Le ministre français de l’agriculture, Michel Barnier, président en exercice du Conseil agricole de l’UE, a confirmé que son intention était d’atteindre un accord politique sur le « paquet » législatif du bilan de santé de la Pac le 19 novembre, en consultation avec le Parlement européen, qui prévoit de rendre son avis le même jour.

D’ici là, la négociation sera préparée notamment par un groupe de fonctionnaires « à haut niveau » qui se réunira les 6 et 7, 14, 21 et 22 octobre, avant la prochaine session ministérielle, les 27 et 28 octobre à Luxembourg.
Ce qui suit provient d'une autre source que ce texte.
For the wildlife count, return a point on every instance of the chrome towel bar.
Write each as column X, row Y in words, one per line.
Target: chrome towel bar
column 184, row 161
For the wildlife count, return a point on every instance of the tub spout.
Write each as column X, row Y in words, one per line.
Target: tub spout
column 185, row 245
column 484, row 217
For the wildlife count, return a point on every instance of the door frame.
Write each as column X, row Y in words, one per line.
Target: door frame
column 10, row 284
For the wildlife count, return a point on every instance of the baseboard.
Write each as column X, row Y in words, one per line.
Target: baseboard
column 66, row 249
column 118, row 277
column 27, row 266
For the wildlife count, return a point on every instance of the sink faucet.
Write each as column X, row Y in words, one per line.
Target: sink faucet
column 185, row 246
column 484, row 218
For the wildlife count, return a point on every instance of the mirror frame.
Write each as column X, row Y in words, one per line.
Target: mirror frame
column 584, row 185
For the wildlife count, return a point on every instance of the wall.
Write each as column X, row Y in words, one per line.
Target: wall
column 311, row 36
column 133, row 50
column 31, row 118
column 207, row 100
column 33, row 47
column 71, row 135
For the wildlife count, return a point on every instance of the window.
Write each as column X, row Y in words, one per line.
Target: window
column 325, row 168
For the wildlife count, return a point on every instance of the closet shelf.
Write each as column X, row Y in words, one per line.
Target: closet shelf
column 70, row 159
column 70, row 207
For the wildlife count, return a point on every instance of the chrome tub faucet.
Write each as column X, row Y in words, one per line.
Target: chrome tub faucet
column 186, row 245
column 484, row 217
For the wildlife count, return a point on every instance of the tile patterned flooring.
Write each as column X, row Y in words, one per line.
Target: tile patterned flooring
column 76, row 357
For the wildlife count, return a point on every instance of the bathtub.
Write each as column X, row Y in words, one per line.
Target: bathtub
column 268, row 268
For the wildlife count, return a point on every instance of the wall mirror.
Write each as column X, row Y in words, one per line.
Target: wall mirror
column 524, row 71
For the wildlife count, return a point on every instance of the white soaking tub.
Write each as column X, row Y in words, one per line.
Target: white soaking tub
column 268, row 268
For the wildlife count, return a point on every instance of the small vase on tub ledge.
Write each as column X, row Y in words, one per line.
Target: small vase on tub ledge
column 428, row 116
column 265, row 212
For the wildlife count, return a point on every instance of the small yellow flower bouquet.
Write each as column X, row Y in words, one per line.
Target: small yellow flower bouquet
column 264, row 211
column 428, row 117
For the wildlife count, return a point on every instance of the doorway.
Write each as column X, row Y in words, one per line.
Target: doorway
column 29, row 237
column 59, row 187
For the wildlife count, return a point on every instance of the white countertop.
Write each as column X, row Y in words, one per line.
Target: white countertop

Lait : un dossier très difficile

La possibilité de retirer le très complexe dossier du lait du bilan de santé, et d’en faire une proposition séparée, ainsi que la mise en place d’un fonds d’aide dans ce secteur alimenté par des crédits issus de la modulation supplémentaire, ont semble-t-il, été évoquées par certains ministres. De plus, les demandes d’augmentation des quotas vont « de 0 % à 10 % », a relevé Mme Fischer Boel devant les journalistes, M. Barnier ajoutant à ce propos que le marché laitier est « instable » et qu’il faut donc « faire attention ».
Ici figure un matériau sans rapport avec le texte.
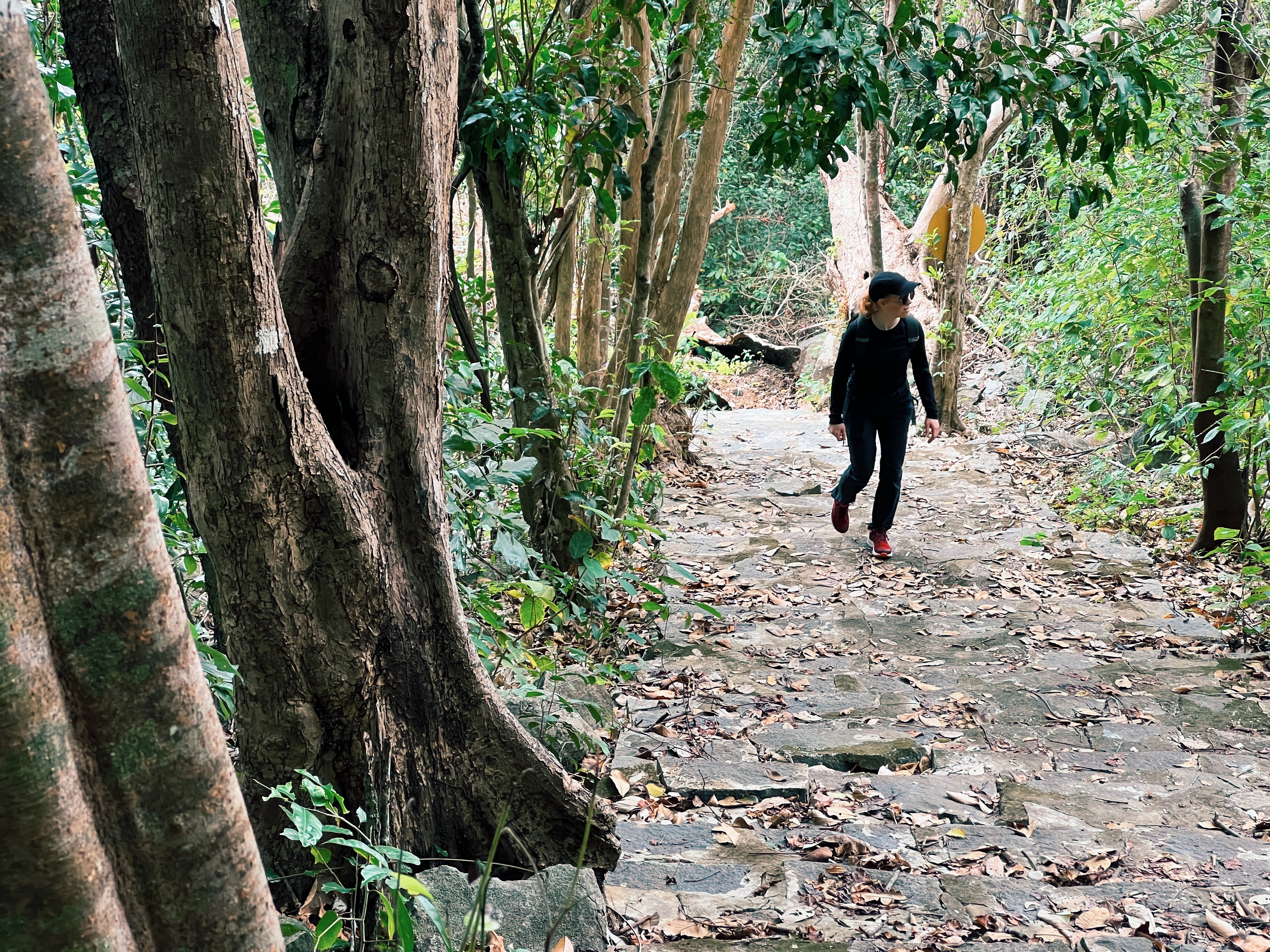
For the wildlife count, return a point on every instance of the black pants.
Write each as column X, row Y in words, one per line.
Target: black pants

La proposition de la Commission d’augmenter le taux de la modulation (réduction) des aides directes pour faire face aux « nouveaux défis » via la politique de développement rural est loin, à ce stade de la négociation, de recueillir la majorité qualifiée des Etats membres. Seuls les pays « libéraux », Royaume-Uni, Danemark, Suède et République tchèque, y sont franchement favorables.
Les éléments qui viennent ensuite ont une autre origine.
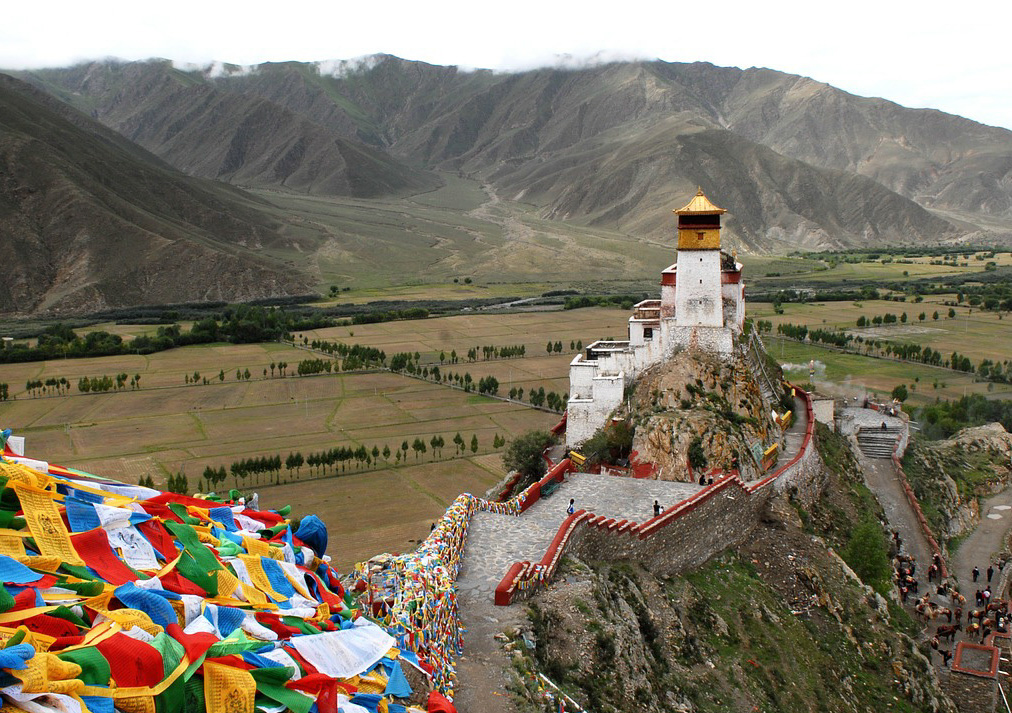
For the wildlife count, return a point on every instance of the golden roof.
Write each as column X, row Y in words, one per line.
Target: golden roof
column 700, row 205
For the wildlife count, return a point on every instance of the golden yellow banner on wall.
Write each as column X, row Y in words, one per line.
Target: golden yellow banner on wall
column 46, row 524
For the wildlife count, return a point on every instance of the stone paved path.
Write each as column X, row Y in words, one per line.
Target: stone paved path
column 983, row 544
column 496, row 541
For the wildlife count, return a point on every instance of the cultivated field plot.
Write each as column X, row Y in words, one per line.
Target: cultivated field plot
column 533, row 330
column 373, row 245
column 973, row 332
column 849, row 375
column 383, row 511
column 167, row 368
column 192, row 427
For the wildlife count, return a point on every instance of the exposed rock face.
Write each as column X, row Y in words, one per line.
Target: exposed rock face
column 695, row 395
column 804, row 164
column 949, row 476
column 90, row 220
Toutefois, le projet de supplément de modulation en fonction du niveau de paiements reçu par l’exploitation est mal accueilli par le Royaume-Uni et la République tchèque, de même que par l’Allemagne.

L’extension du découplage des aides directes a aussi été citée par le ministre français parmi les points difficiles. De nombreuses demandes pour des périodes de transition plus longues ont été formulées pour une série de produits Voir n° 3169 du 22/09/08. Dans ce contexte, la commissaire à l’agriculture a tenu à souligner que « le tabac ne fait pas partie du bilan de santé », et qu’il n’est donc pas question de revenir sur les décisions déjà prises pour ce secteur.

Quant à la proposition de la Commission pour la conditionnalité des aides, elle est considérée par de nombreux Etats membres comme une complication mal venue du système actuel.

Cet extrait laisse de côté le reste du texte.